Prime Minister Nouri al-Maliki emerged with the plan after talks with the top Sunni and Shiite leaders in his government, trying to stanch a potential crisis over the sectarian divisions.

Under the plan, local commissions will be formed in each district of Baghdad, made up of representatives of each party, to oversee security forces' efforts against violence, al-Maliki said. A central committee comprising all the parties will coordinate with the armed forces, he said.

A media committee also will be formed, and the progress of the plan will be reviewed monthly, al-Maliki said...

I'd like to be optimistic, but all common sense tells me not bother.

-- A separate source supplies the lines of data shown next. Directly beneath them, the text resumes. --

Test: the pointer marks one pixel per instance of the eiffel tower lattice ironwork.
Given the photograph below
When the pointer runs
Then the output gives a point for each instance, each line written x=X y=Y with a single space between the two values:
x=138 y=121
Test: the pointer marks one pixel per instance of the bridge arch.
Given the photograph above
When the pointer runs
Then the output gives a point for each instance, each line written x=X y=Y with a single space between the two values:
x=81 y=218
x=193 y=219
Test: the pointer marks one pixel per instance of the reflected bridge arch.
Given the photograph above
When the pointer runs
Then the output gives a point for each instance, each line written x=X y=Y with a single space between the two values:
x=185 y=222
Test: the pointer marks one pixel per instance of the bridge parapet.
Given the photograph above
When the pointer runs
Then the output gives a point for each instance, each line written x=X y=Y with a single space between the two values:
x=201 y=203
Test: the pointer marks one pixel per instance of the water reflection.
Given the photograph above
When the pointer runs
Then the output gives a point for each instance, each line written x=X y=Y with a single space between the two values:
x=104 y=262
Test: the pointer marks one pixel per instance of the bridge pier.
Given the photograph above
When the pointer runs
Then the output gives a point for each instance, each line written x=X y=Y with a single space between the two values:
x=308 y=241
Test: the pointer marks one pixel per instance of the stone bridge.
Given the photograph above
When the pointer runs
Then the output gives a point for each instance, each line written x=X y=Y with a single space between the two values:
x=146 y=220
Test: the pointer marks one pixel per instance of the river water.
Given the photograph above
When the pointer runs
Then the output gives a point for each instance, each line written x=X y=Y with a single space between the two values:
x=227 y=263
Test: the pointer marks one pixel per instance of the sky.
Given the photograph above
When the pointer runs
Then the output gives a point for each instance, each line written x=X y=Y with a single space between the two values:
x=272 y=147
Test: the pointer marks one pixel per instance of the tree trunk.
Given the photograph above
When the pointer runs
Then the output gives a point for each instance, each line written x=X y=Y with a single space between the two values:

Could the announcement of this plan today have anything to do with this?-
According to one Iraqi official, the curfew was imposed because of a plan for a coup d’etat against the government of Prime Minister Maliki, who was elected to lead the U.S.-installed regime. There’ve been periodic reports of a planned coup all year. Many U.S. officials, too, are publicly warning Maliki that he has only a short time to fix things. Everyone from top U.S. military officials to Ambassador Khalilzad to Lee Hamilton, who heads the Iraq Study Group, are saying the same thing: that Maliki has only a couple of months to act. “There’s going to come a time when I would argue that we are going to have to force the issue,” a U.S. military official told the Washington Post last Thursday. It seems that both U.S. occupation authorities and various Iraqi factions are ready to give up on Maliki.

Sounds like Maliki's peace plan is a last-ditch effort to save his own ass politically.

Finally, Congress throws more billions at the war, but not without some reservations-
The U.S. Congress on Friday moved to block the Bush administration from building permanent U.S. military bases in Iraq or controlling the country's oil sector, as it approved $70 billion for the wars in Iraq and Afghanistan.

The restrictions included in a record $447 billion military funding bill were a slap at the administration, and Republicans have stripped them out of legislation in the past.

Democrats and many Republicans say the Iraqi insurgency has been fueled by perceptions the United States has ambitions for a permanent presence in the country.

The administration has downplayed prospects for permanent military bases in Iraq, but lawmakers have called on President George W. Bush to make a definitive statement that the United States has no such plans.

U.S. officials have predicted a lengthy U.S. military presence in Iraq...

Lengthy presence? Golly, that's not what Rumsfeld said in February 2003.

He gets to keep his job, you know. And so the shitstorm adventure continues...

Abramoff Knew War Was Coming In March 2002; Rest of America Played Dumb

As if we needed more evidence that the administration was lying throughout 2002 when it denied that they were planning for war with Iraq and only wanted the congressional resolution as a diplomatic tool (Downing Street What?), here's another odd piece to add to the puzzle. In March of 2002 (a year before the war began), Jack Abramoff sent the following email in regards to a discussion he had with close confidante Karl Rove:
From: Jack Abramoff
To: 'octagon1'
Monday, March 18, 2002 8:31 AM
Subject: RE: Sunday

I was sitting yesterday with Karl Rove, Bush's top advisor, at the NCAA basketball game, discussing Israel when this email came in. I showed it to him. It seems that the President was very sad to have to come out negatively regarding Israel, but that they needed to mollify the Arabs for the upcoming war on Iraq. That did not seem to work anyway. Bush seems to love Sharon and Israel, and thinks Arabfat [sic], is nothing but a liar. I thought I'd pass that on.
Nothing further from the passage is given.